Le Jury, qui ne remet en cause ni les engagements de la CAMIF, notamment en termes de politique RSE, ni sa bonne foi lorsqu’elle reconnaît un enthousiasme peut-être excessif lors de la rédaction des slogans, relève en premier lieu que les expressions « l’excellence d’une fabrication responsable » et « Une collection de matelas éco-responsable », à défaut d’être relativisées, apparaissent disproportionnées eu égard à l’impact écologique de la fabrication de produits tels que les matelas, aux nuisances environnementales qui en résultent et à l’absence de précisions quant au recyclage éventuel. La publicité méconnaît donc à ce titre les points 3, 4 et 7 de la Recommandation « Développement durable » de l’ARPP.

Le Jury estime, en deuxième lieu, que, dans l’intitulé du message « L’aménagement local et durable de la maison », le sens du mot « durable » est renforcé par la présence d’un pictogramme en forme de feuille qui, dans ce contexte, illustre l’évocation de la nature et induit en erreur sur les propriétés environnementales du produit et les actions de l’annonceur. Une telle présentation est contraire aux points 3, 7 et 8 de la Recommandation précitée.

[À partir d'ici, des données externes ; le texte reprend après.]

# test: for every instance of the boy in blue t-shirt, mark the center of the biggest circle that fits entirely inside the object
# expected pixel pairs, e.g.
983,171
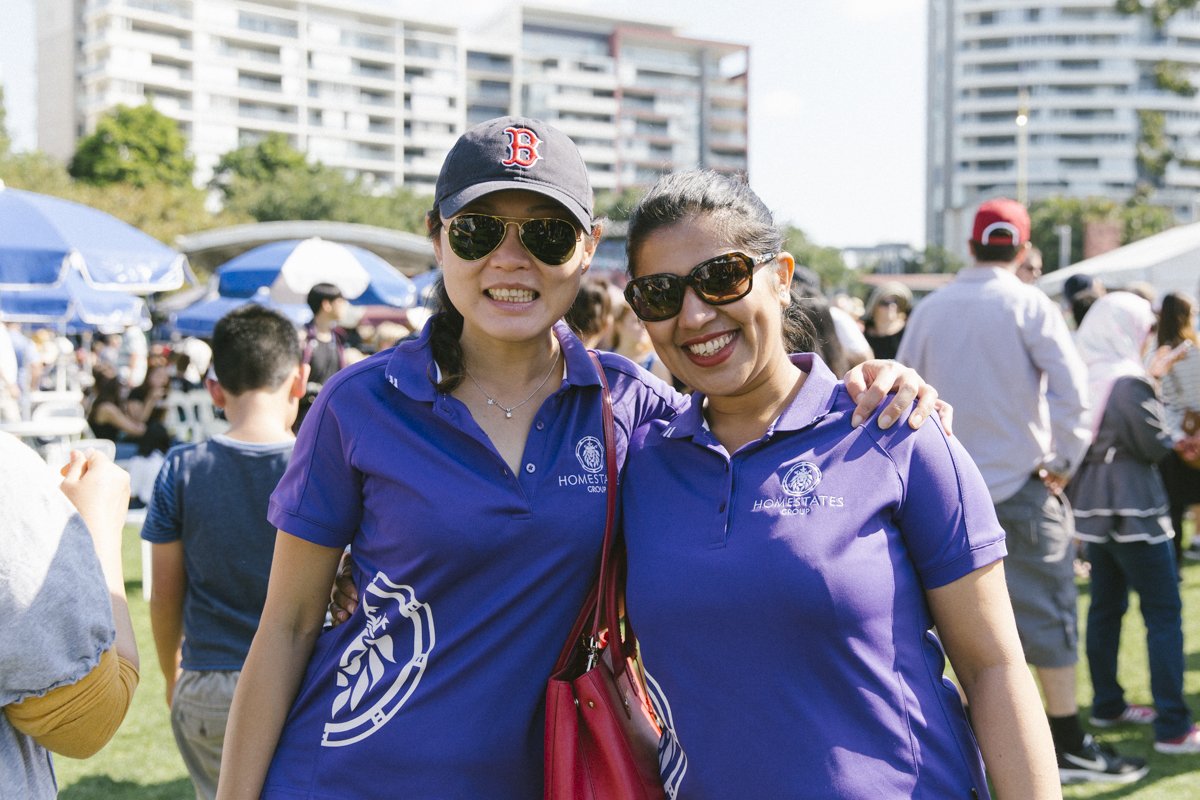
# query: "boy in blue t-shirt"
211,542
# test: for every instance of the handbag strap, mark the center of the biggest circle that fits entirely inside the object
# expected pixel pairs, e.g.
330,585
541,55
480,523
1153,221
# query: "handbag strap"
601,609
606,601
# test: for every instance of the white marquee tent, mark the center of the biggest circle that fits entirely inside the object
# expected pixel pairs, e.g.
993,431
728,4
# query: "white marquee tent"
1169,262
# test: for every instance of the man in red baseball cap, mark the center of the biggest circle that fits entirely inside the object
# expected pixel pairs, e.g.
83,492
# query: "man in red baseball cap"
1000,352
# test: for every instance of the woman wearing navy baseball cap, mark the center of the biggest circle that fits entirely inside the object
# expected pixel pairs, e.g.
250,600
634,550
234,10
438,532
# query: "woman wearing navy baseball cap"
461,468
785,569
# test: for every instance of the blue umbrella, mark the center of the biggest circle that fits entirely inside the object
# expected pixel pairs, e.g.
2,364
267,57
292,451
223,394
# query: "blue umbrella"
425,283
201,318
75,305
293,266
43,238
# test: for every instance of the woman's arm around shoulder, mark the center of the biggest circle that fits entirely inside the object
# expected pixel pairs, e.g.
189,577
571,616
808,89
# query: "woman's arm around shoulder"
301,573
975,620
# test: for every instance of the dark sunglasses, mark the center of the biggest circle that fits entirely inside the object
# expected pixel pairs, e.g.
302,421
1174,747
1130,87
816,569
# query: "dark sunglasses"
550,240
718,281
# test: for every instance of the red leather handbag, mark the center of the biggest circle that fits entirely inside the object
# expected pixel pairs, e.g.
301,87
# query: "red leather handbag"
601,733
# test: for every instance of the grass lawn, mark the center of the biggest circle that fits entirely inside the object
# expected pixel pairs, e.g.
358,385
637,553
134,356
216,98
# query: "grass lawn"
142,763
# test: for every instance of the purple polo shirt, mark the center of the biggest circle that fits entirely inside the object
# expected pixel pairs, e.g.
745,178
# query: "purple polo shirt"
779,599
469,576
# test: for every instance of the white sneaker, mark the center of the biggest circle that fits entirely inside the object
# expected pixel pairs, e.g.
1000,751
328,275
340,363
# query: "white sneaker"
1188,743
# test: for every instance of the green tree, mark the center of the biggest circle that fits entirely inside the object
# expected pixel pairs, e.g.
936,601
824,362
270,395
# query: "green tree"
1137,218
1049,214
133,145
160,210
933,260
826,262
257,163
1159,12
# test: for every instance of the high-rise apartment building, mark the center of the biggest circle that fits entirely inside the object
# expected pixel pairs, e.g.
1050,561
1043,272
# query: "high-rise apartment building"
377,91
1057,98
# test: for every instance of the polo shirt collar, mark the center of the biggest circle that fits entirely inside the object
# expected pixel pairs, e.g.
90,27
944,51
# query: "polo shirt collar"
810,404
413,371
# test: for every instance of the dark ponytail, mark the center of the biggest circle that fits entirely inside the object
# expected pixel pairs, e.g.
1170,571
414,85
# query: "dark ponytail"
445,328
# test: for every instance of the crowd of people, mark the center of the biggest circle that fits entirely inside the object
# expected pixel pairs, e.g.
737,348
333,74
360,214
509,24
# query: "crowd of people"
804,552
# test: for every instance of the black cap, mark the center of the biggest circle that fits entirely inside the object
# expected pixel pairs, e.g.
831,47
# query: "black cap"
1077,283
515,152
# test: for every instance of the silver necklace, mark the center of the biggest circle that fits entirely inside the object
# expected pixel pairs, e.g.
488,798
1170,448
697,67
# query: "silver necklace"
508,411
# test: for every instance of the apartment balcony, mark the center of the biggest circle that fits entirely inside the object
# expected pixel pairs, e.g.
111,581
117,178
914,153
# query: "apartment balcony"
582,104
587,128
281,114
431,140
165,76
565,77
718,161
162,12
598,154
489,97
379,43
173,106
238,53
727,143
424,164
727,91
154,42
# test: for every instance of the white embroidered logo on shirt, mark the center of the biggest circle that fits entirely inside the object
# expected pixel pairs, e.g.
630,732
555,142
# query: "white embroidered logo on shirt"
801,480
381,668
591,453
799,483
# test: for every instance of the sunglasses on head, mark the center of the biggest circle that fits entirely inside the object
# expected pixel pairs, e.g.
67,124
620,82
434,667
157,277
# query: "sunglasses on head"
718,281
549,239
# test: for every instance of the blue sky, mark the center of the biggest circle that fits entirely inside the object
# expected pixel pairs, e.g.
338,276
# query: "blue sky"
837,102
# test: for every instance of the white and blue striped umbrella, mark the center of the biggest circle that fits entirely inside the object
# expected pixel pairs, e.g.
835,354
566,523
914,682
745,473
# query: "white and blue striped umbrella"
43,239
289,269
75,306
201,317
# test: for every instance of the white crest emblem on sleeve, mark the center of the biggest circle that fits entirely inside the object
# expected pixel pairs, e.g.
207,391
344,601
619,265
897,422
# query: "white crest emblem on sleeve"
382,666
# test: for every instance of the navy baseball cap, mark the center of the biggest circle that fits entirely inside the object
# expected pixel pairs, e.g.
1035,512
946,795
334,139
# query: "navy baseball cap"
515,152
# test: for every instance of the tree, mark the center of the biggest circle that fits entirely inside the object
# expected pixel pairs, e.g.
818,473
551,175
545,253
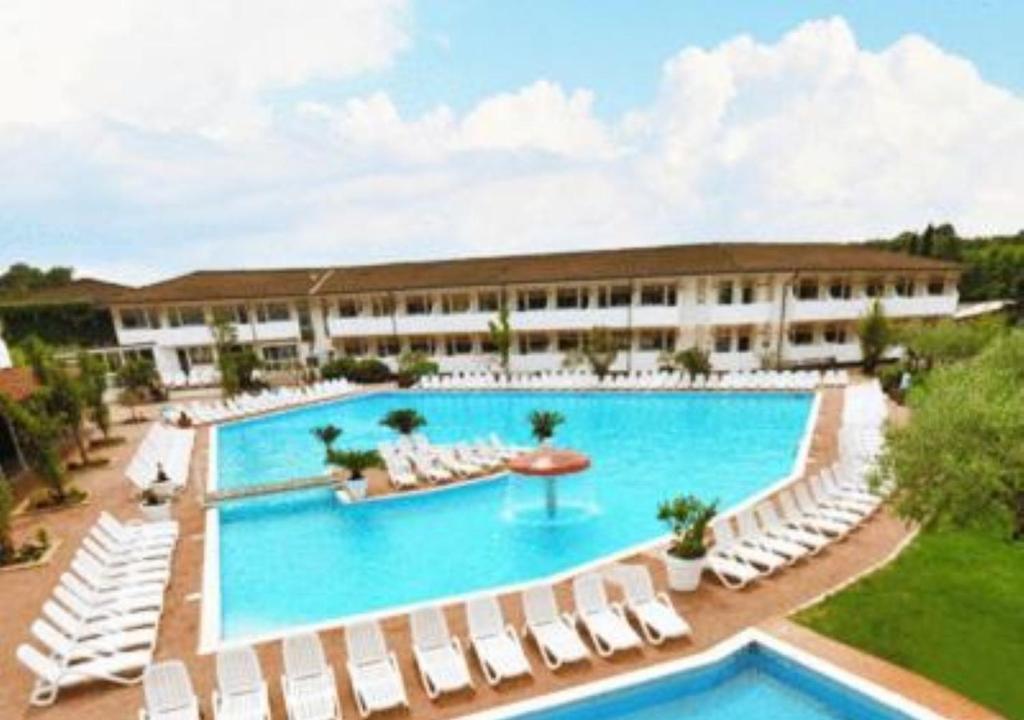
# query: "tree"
960,461
403,420
137,377
544,423
876,336
501,336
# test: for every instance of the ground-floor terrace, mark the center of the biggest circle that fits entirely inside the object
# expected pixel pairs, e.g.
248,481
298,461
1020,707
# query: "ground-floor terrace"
714,611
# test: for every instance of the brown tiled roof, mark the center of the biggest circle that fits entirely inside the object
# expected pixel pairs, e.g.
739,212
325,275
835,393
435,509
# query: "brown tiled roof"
17,383
567,266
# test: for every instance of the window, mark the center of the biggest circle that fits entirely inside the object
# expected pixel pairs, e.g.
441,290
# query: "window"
807,290
272,312
459,345
656,340
725,293
532,343
532,300
802,335
139,318
186,315
657,295
418,305
903,287
614,296
488,301
840,290
835,335
230,313
348,307
568,342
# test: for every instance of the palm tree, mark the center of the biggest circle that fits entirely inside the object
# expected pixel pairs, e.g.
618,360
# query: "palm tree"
403,420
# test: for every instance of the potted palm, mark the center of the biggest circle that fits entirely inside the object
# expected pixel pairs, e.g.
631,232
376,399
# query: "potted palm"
684,559
404,421
356,462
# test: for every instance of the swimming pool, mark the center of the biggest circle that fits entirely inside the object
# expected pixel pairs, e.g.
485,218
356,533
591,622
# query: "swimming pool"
303,558
752,675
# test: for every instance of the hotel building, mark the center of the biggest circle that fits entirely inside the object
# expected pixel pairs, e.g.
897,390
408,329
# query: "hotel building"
748,304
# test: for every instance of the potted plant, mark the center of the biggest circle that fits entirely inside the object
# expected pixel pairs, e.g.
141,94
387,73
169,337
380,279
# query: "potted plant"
684,559
155,506
404,421
355,461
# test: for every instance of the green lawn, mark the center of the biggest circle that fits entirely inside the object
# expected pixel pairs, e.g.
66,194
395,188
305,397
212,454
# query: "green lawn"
950,607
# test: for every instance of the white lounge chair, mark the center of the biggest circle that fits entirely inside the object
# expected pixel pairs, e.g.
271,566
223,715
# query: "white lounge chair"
652,610
373,670
554,633
168,692
438,654
241,692
604,622
496,644
308,683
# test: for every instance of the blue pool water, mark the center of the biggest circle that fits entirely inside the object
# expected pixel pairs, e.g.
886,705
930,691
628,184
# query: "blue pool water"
302,557
755,682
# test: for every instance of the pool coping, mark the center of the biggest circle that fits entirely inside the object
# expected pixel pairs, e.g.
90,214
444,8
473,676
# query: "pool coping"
721,651
210,639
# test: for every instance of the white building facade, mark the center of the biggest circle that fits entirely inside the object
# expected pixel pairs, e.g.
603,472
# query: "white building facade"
748,305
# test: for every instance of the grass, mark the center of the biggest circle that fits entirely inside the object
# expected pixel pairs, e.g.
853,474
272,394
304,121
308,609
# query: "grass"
950,607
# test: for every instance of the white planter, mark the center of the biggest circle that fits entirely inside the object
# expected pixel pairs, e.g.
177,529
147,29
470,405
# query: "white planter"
156,513
684,576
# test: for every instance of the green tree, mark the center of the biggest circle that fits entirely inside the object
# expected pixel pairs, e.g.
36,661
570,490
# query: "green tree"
876,335
501,336
960,461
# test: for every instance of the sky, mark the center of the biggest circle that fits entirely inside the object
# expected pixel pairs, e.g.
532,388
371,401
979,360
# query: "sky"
143,139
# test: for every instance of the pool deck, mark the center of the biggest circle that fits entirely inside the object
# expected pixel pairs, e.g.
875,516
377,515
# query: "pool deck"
714,611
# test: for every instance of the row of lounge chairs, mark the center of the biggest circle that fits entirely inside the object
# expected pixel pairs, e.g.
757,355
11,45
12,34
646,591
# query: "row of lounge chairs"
648,380
414,458
164,452
812,513
265,401
102,621
310,689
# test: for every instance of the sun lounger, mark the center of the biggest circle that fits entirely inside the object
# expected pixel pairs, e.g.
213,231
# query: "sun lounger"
438,654
495,643
373,670
605,623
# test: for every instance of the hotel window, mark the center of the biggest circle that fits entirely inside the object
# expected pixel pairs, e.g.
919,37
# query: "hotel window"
840,290
532,300
139,318
185,316
381,306
566,298
459,345
615,296
348,307
488,301
568,342
807,290
936,286
875,288
272,312
656,340
455,303
903,287
657,295
417,305
725,292
230,313
532,343
802,335
835,335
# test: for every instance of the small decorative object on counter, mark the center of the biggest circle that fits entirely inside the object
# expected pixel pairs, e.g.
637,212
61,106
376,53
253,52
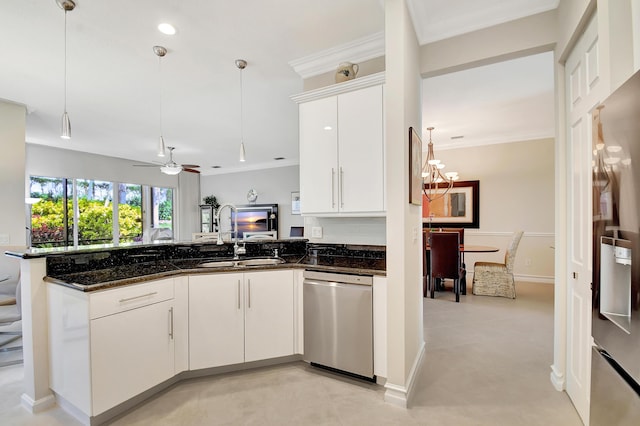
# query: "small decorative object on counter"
346,71
252,196
212,201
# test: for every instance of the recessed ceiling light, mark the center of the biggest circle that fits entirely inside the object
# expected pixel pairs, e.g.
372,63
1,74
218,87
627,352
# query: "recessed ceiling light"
166,28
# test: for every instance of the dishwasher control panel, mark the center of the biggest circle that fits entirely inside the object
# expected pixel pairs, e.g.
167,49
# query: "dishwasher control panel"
338,278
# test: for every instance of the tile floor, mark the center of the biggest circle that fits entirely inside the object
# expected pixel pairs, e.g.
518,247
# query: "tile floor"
487,362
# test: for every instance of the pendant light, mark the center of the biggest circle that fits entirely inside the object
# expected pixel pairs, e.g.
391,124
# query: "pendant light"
66,5
160,53
241,64
436,183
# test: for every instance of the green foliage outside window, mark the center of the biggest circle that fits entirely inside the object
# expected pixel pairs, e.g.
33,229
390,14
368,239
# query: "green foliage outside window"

Le Jury relève, en troisième lieu, que la mention selon laquelle « ce matelas associe des matériaux recyclés à des matériaux naturels » pourrait correspondre à la réalité d’une « association » non exclusive de matériaux. Il constate toutefois que la proximité d’un logo de présentant trois flèches en cercle (boucle de Moebius) assorti de l’inscription « matériaux recyclés » laisse penser que le matelas est, dans son intégralité, composé de matières recyclées, ce qui, malgré l’existence, à proximité, d’un dessin en coupe des composants détaillés, est susceptible d’induire en erreur le consommateur sur la nature des produits composant le matelas et méconnaît les points 2, 6 et 8 de la Recommandation précitée.

En conséquence de ce qui précède, le Jury, tout en prenant acte de l’engagement de la société à communiquer conformément aux Recommandations de l’ARPP, est d’avis que la publicité en cause méconnaît les points précités de la Recommandation « Développement durable » de l’ARPP.

Avis adopté le 14 janvier 2022 par Mme Gargoullaud, Vice-Présidente, remplaçant le président empêché, et Mme Boissier, Charlot et Lenain, ainsi que MM. Depincé, Le Gouvello, et Lucas-Boursier.